Let's say the market is at 1.00 right before the open and so I place 2 limit orders (with obvious stop losses), one to go short at .90 and one to go long at 1.10.
So initially, when the market opens and pushes one direction or the other, only one order will be filled.
Now, often there is a small push at the open in one direction or another before the market jets off in the other direction for the bigger push, so the stop loss certainly has to be in place (probably a conservative one) to minimize any loss from the possible initial turnaround, but the following surge in the other direction could handsomely make up for that small loss as it zooms past your other standing order for the other direction.
Is that a better picture?
Please pick apart my scenario.
 
That's a little bit wrong. You're assuming that both orders get filled at the same time.

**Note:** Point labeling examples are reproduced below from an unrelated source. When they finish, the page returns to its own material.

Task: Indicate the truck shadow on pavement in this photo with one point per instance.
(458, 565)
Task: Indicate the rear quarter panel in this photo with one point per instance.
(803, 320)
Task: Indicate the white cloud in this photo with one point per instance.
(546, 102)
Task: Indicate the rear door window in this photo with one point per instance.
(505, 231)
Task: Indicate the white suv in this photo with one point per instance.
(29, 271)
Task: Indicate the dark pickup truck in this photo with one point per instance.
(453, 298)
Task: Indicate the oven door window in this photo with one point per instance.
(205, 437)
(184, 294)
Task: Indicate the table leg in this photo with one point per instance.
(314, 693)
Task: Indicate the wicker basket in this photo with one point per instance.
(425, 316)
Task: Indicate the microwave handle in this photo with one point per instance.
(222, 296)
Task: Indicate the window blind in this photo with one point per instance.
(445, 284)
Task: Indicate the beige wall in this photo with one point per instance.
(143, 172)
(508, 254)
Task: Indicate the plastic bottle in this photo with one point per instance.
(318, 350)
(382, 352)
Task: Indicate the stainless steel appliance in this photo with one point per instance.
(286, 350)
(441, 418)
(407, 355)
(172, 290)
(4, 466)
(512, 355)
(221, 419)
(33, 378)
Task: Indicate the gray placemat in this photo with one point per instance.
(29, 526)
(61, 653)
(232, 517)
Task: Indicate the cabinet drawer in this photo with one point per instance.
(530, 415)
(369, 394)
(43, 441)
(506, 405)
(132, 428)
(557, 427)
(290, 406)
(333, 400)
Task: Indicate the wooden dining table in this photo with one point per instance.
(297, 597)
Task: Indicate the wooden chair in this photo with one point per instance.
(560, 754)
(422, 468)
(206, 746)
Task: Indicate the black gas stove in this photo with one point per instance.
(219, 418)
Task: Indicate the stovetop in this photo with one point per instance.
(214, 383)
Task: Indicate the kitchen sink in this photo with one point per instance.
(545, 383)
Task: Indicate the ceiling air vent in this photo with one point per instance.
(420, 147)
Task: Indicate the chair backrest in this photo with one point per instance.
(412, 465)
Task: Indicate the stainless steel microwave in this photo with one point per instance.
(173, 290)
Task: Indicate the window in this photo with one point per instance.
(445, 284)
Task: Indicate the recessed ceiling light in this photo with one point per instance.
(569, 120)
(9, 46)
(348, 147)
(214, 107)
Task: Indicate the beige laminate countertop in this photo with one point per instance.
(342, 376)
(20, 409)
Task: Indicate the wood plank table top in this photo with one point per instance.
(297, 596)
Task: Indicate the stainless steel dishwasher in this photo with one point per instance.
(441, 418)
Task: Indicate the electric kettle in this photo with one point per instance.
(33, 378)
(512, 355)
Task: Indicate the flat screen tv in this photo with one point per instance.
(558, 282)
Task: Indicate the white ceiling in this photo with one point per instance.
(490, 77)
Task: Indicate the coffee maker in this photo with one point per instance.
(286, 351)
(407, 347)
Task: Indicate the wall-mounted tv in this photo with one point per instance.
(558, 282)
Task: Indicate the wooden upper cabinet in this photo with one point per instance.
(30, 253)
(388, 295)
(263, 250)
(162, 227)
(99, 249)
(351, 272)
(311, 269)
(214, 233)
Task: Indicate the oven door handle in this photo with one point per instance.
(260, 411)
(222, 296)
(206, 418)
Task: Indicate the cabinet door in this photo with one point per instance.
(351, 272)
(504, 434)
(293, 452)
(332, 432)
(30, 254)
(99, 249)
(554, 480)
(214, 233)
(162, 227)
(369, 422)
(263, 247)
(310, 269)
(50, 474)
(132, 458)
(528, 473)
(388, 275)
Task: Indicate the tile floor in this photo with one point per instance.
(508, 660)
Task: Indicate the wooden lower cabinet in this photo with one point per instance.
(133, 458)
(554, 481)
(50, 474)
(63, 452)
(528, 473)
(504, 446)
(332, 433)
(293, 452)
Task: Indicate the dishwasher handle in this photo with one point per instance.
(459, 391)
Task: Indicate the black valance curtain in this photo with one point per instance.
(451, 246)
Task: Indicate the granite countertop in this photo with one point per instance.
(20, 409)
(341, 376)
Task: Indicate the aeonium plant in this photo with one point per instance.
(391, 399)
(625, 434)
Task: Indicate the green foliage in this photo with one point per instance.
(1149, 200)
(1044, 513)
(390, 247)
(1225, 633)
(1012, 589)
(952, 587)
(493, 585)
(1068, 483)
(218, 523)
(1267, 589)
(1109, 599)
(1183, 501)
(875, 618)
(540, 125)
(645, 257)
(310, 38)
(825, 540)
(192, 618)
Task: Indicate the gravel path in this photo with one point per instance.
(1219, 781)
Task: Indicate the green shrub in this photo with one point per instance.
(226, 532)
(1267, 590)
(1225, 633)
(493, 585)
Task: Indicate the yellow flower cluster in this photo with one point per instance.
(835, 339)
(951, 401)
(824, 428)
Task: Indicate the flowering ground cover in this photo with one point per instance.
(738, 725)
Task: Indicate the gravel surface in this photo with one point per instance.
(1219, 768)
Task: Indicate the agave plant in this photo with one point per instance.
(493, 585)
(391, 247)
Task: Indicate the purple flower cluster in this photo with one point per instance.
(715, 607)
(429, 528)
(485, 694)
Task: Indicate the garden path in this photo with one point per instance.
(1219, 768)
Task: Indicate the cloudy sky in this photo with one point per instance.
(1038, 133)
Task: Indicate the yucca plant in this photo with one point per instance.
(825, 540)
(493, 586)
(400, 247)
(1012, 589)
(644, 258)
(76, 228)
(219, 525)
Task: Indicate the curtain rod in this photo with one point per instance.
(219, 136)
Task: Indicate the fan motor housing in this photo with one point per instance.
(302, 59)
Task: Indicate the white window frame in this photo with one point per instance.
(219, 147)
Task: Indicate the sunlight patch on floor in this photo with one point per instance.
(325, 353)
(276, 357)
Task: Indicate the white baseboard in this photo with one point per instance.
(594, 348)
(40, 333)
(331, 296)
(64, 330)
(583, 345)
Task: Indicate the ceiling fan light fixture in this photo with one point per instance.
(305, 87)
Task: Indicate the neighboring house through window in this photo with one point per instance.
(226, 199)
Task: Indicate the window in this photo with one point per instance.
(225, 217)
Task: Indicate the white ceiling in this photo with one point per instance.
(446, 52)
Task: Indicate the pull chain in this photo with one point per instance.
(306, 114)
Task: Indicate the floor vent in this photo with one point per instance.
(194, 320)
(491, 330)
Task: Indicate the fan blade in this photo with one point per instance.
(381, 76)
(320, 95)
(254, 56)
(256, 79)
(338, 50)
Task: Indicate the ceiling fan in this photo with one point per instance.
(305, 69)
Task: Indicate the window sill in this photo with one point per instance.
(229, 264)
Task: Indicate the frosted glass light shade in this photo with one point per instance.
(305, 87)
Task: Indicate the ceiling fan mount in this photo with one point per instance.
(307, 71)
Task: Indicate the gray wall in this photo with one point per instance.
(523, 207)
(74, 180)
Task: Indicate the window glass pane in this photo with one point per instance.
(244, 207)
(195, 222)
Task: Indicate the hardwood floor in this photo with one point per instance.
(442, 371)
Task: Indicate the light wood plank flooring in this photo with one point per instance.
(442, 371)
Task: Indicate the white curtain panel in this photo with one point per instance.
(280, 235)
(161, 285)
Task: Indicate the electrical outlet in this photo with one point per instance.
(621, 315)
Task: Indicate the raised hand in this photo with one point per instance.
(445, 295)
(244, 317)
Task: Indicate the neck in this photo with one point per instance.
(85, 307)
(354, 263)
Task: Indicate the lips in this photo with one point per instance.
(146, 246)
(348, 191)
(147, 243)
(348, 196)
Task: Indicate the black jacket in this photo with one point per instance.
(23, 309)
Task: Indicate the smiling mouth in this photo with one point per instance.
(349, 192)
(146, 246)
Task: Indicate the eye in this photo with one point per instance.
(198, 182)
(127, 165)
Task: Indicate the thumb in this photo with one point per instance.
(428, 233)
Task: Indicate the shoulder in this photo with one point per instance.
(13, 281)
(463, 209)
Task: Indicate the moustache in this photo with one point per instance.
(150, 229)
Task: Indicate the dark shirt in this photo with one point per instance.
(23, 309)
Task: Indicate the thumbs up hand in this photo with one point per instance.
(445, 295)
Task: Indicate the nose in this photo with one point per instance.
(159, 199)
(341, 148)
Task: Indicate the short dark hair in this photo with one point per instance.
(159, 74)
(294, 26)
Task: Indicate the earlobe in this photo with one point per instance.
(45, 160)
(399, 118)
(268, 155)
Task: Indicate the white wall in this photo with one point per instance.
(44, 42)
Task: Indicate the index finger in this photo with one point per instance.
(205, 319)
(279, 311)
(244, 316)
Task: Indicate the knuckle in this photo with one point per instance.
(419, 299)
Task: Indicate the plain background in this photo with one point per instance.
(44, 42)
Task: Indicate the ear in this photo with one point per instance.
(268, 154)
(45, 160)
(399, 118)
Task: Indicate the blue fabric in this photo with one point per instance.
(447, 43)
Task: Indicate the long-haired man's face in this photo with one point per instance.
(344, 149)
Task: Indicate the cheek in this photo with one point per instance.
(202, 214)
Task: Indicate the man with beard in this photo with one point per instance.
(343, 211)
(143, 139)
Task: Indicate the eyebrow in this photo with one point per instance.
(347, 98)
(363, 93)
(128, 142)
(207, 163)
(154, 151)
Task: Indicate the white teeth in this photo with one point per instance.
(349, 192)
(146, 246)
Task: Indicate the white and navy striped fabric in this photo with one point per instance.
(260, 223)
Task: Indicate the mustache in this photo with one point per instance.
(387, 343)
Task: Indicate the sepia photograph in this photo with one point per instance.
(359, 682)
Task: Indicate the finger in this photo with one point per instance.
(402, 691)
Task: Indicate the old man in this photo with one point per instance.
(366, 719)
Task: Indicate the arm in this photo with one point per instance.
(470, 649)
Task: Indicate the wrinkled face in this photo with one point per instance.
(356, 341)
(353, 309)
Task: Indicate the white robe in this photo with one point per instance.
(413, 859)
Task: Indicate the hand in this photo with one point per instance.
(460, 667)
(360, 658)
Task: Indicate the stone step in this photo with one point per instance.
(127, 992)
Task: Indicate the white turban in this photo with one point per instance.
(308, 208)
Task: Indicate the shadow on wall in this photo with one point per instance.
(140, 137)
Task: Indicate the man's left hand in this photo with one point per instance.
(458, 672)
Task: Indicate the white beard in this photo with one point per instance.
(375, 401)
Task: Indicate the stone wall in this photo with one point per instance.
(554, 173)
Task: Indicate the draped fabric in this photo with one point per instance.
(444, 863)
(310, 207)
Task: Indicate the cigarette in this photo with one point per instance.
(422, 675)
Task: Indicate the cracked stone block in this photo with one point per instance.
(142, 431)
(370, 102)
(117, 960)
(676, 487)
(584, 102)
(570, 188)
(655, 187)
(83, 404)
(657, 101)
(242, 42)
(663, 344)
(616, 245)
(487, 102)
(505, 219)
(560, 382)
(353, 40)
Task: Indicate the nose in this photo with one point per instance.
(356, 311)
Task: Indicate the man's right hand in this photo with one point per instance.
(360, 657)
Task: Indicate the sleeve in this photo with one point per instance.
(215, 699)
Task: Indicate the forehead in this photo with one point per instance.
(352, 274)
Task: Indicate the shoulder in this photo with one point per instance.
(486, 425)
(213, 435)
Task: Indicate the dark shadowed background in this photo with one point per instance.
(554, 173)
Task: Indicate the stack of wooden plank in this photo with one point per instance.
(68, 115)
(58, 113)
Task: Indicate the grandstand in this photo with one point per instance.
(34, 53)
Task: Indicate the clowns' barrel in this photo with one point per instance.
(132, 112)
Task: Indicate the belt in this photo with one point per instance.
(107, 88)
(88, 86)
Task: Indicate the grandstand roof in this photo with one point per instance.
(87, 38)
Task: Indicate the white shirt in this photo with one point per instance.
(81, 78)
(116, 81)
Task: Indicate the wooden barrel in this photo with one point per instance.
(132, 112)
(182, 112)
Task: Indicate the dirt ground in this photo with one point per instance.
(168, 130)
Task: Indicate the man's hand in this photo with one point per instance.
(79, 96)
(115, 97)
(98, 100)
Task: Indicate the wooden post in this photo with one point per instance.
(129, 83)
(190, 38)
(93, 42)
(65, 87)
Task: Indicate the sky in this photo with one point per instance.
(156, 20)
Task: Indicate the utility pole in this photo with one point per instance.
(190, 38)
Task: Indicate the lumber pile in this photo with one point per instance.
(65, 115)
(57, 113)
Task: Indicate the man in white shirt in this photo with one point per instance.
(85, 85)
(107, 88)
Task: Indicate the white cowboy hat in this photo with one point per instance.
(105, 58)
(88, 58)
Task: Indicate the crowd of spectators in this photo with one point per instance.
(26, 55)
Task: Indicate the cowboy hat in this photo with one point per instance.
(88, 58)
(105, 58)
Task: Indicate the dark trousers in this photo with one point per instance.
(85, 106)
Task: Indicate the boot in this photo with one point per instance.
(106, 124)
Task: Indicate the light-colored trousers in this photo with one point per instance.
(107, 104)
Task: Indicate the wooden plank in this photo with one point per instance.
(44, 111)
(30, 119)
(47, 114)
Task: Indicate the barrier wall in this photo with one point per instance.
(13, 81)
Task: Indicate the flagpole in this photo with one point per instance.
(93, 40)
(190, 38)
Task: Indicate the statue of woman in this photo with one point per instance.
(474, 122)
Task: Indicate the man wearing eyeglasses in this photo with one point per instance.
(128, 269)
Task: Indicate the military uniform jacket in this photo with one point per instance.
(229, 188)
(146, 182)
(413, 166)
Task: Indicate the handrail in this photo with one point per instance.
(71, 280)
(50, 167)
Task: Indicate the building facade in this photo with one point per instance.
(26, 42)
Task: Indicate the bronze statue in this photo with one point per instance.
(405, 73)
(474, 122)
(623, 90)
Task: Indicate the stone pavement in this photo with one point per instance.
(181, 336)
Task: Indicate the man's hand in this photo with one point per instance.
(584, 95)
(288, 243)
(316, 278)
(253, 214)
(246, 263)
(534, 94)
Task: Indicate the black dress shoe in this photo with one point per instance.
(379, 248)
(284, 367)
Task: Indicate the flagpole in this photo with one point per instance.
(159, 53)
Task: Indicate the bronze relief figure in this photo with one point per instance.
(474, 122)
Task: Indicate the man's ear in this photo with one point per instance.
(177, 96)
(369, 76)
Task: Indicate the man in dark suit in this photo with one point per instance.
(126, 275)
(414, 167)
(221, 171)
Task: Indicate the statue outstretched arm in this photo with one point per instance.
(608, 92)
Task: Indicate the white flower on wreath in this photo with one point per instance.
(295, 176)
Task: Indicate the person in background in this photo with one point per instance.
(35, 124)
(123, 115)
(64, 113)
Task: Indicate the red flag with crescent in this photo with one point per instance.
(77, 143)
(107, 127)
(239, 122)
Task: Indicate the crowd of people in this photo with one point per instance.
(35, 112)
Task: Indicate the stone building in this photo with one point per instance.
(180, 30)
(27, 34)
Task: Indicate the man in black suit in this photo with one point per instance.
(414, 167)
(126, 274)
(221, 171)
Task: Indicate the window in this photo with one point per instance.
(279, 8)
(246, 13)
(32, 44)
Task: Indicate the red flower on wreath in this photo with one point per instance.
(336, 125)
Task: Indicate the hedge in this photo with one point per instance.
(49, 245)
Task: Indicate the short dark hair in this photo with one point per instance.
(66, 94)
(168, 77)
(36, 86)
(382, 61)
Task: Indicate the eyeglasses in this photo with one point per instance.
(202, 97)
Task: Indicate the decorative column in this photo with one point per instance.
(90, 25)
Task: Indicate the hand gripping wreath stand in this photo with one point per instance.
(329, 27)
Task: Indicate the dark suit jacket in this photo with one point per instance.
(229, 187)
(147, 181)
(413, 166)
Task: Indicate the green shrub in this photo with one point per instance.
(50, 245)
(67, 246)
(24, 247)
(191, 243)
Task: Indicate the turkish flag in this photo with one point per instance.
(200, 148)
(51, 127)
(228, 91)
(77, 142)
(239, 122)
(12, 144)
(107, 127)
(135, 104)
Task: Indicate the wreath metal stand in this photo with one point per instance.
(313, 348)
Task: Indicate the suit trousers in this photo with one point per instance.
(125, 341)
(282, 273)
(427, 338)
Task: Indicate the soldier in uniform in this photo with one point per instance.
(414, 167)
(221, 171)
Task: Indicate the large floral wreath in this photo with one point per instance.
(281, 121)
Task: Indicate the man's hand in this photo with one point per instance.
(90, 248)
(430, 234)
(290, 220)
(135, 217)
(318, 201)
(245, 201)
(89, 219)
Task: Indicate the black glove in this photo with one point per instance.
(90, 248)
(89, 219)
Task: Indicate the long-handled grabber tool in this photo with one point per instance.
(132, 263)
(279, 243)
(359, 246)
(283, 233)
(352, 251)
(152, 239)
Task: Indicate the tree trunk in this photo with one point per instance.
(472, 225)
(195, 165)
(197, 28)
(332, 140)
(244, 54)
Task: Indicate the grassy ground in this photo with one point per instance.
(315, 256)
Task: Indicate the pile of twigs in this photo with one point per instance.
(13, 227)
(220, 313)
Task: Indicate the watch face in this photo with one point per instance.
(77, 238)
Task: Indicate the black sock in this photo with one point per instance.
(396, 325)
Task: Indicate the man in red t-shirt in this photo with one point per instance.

Let me clarify and see if it helps to paint the picture I'm hoping to play out...
Let's say the market is at 1.00 right before the open and so I place 2 limit orders (with obvious stop losses), one to go short at .90 and one to go long at 1.10.
So initially, when the market opens and pushes one direction or the other, only one order will be filled.
Now, often there is a small push at the open in one direction or another before the market jets off in the other direction for the bigger push, so the stop loss certainly has to be in place (probably a conservative one) to minimize any loss from the possible initial turnaround, but the following surge in the other direction could handsomely make up for that small loss as it zooms past your other standing order for the other direction.
Is that a better picture?
Please pick apart my scenario.

pick it apart..ok simple..your order gets filled at 1.10 gets to 1.12 woopy doo
market starts coming back down, and hits your short order at 0.90. then guess what happens...
Believe me, it does happen. :sneaky:
try it though, just simply get a demo account and trade it just heed darktone's sound advice.

And yes, thanks, that does now sound much clearer, I couldn't quite get me head past the at the same time bit :)
 
Ok, thanx. I needed some other perspective on that.

no problem, just sorry it took so long to get there :LOL:
my advice is try to get the direction first..no we cant ever know where its going, but you can have a bloody good idea. Or at least should.